Ch3Exercise3-02.R

# Applied Predictive Modeling Chapter 3: Exercise 3.2
#
# This web page provides answers to Exercise 3.2 of Applied Predictive Modeling.
# That exercise says:
#
# "The soybean data can also be found at the UC Irvine Machine Learning Repository.  Data were collected to
# predict disease in 683 soybeans.  The 35 predictors are mostly categorical and include information on the 
# environmental condititions (e.g., temperature, precipitation) and plant conditions (e.g., left spots, mold
# growth).  The outcome labels consist of 19 distinct classes."  The data can be loaded via mlbench.
#
#
# EXERCISE 3.2(a) 
# Investigate the frequency distributions for the categorical predictors.  Are any of the distributions
# degenerate in the ways dicussed earlier in this chapter?
#
# To address 3.2(a), I load the some programs and data and then create graphics.  
#
# Step 1: I load the libraries whose programs are used in the analysis
suppressMessages(library(mlbench))      # contains data set used in the analysis
suppressMessages(library(caret))        # APM pre-procoessing program and others
suppressMessages(library(dplyr))        # used for some data manipulation
suppressMessages(library(e1071))        # for skewness computation
suppressMessages(library(tidyr))        # reshape a correlation matrix for use in heat map
suppressMessages(library(knitr))        # used to create output for web
suppressMessages(library(GGally))       # used for ggpairs correlation graph graph
#
# 
data(Soybean)
#
# Degenerate distribution: takes on only a single value.  Related: variables with insufficient 
# variability to provide much information.  (See p. 44.)
#
# A look at the dataframe shows that the variables are all factors or ordered factors. Since the Y variable
# also is a factor, one might use multinomial logit or LDA.
str(Soybean)

## 'data.frame':    683 obs. of  36 variables:
##  $ Class          : Factor w/ 19 levels "2-4-d-injury",..: 11 11 11 11 11 11 11 11 11 11 ...

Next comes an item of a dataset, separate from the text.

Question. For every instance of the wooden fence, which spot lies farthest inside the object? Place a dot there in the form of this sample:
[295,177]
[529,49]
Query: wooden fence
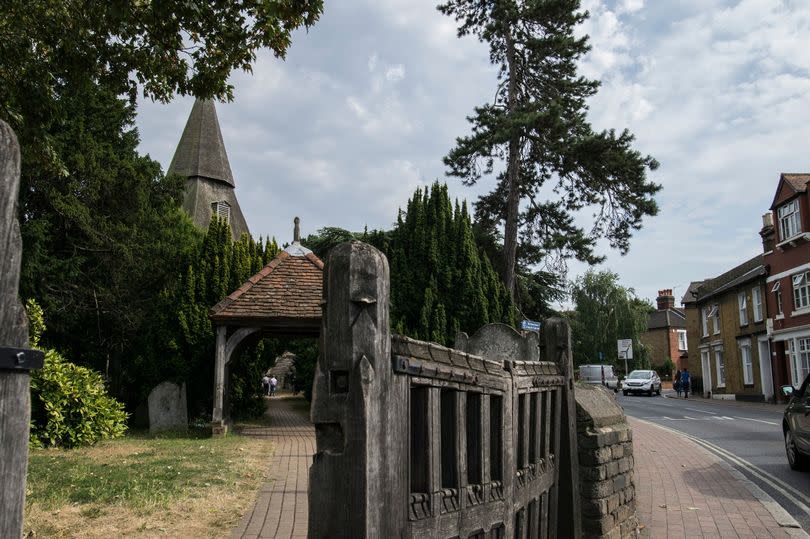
[419,440]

##  $ date           : Factor w/ 7 levels "0","1","2","3",..: 7 5 4 4 7 6 6 5 7 5 ...
##  $ plant.stand    : Ord.factor w/ 2 levels "0"<"1": 1 1 1 1 1 1 1 1 1 1 ...
##  $ precip         : Ord.factor w/ 3 levels "0"<"1"<"2": 3 3 3 3 3 3 3 3 3 3 ...

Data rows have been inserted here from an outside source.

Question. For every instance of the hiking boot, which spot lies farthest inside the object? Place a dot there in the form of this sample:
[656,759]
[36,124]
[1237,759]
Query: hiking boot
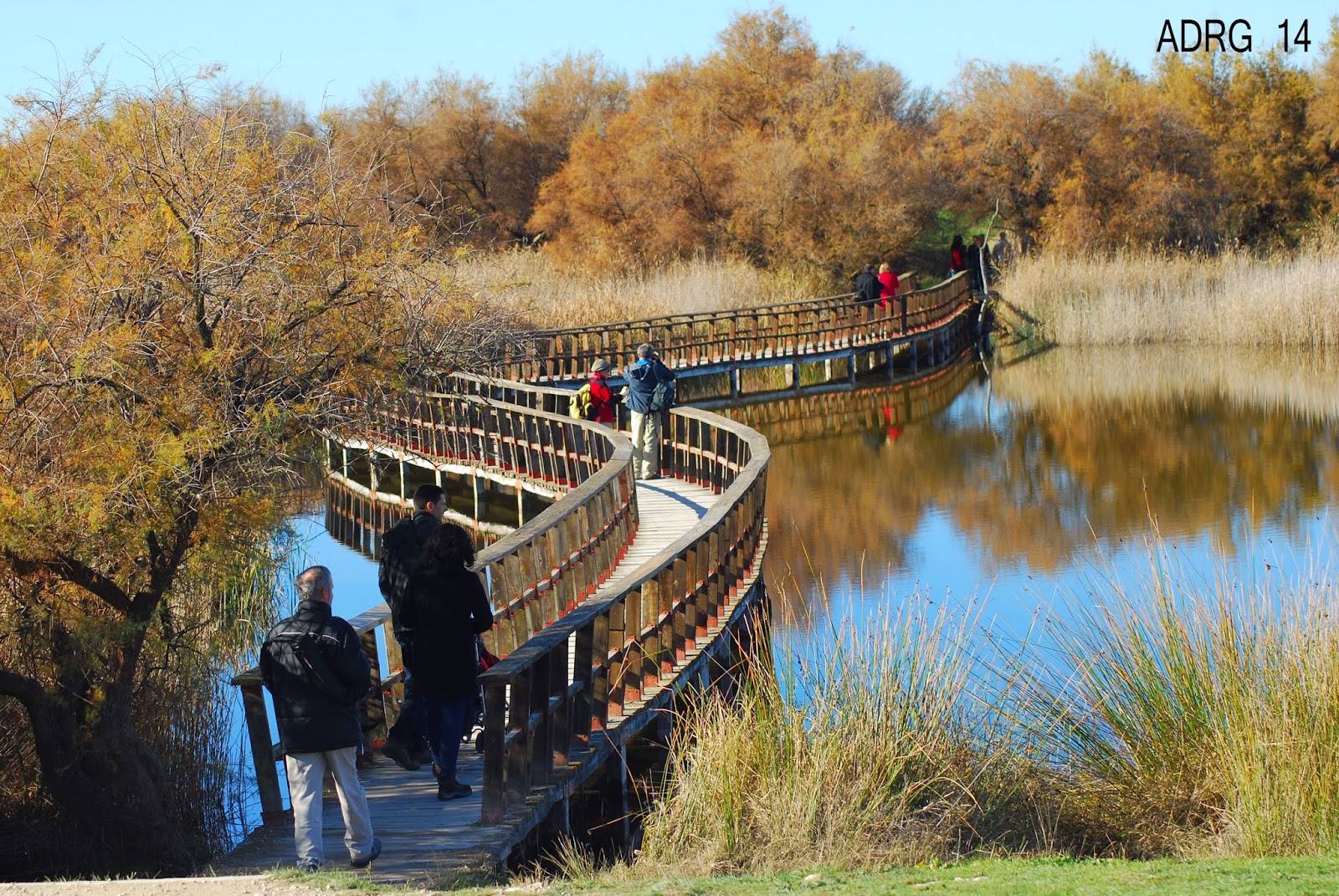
[372,856]
[399,755]
[452,789]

##  $ temp           : Ord.factor w/ 3 levels "0"<"1"<"2": 2 2 2 2 2 2 2 2 2 2 ...
##  $ hail           : Factor w/ 2 levels "0","1": 1 1 1 1 1 1 1 2 1 1 ...
##  $ crop.hist      : Factor w/ 4 levels "0","1","2","3": 2 3 2 2 3 4 3 2 4 3 ...
##  $ area.dam       : Factor w/ 4 levels "0","1","2","3": 2 1 1 1 1 1 1 1 1 1 ...
##  $ sever          : Factor w/ 3 levels "0","1","2": 2 3 3 3 2 2 2 2 2 3 ...
##  $ seed.tmt       : Factor w/ 3 levels "0","1","2": 1 2 2 1 1 1 2 1 2 1 ...
##  $ germ           : Ord.factor w/ 3 levels "0"<"1"<"2": 1 2 3 2 3 2 1 3 2 3 ...
##  $ plant.growth   : Factor w/ 2 levels "0","1": 2 2 2 2 2 2 2 2 2 2 ...
##  $ leaves         : Factor w/ 2 levels "0","1": 2 2 2 2 2 2 2 2 2 2 ...
##  $ leaf.halo      : Factor w/ 3 levels "0","1","2": 1 1 1 1 1 1 1 1 1 1 ...
##  $ leaf.marg      : Factor w/ 3 levels "0","1","2": 3 3 3 3 3 3 3 3 3 3 ...
##  $ leaf.size      : Ord.factor w/ 3 levels "0"<"1"<"2": 3 3 3 3 3 3 3 3 3 3 ...
##  $ leaf.shread    : Factor w/ 2 levels "0","1": 1 1 1 1 1 1 1 1 1 1 ...
##  $ leaf.malf      : Factor w/ 2 levels "0","1": 1 1 1 1 1 1 1 1 1 1 ...
##  $ leaf.mild      : Factor w/ 3 levels "0","1","2": 1 1 1 1 1 1 1 1 1 1 ...
##  $ stem           : Factor w/ 2 levels "0","1": 2 2 2 2 2 2 2 2 2 2 ...
##  $ lodging        : Factor w/ 2 levels "0","1": 2 1 1 1 1 1 2 1 1 1 ...
##  $ stem.cankers   : Factor w/ 4 levels "0","1","2","3": 4 4 4 4 4 4 4 4 4 4 ...
##  $ canker.lesion  : Factor w/ 4 levels "0","1","2","3": 2 2 1 1 2 1 2 2 2 2 ...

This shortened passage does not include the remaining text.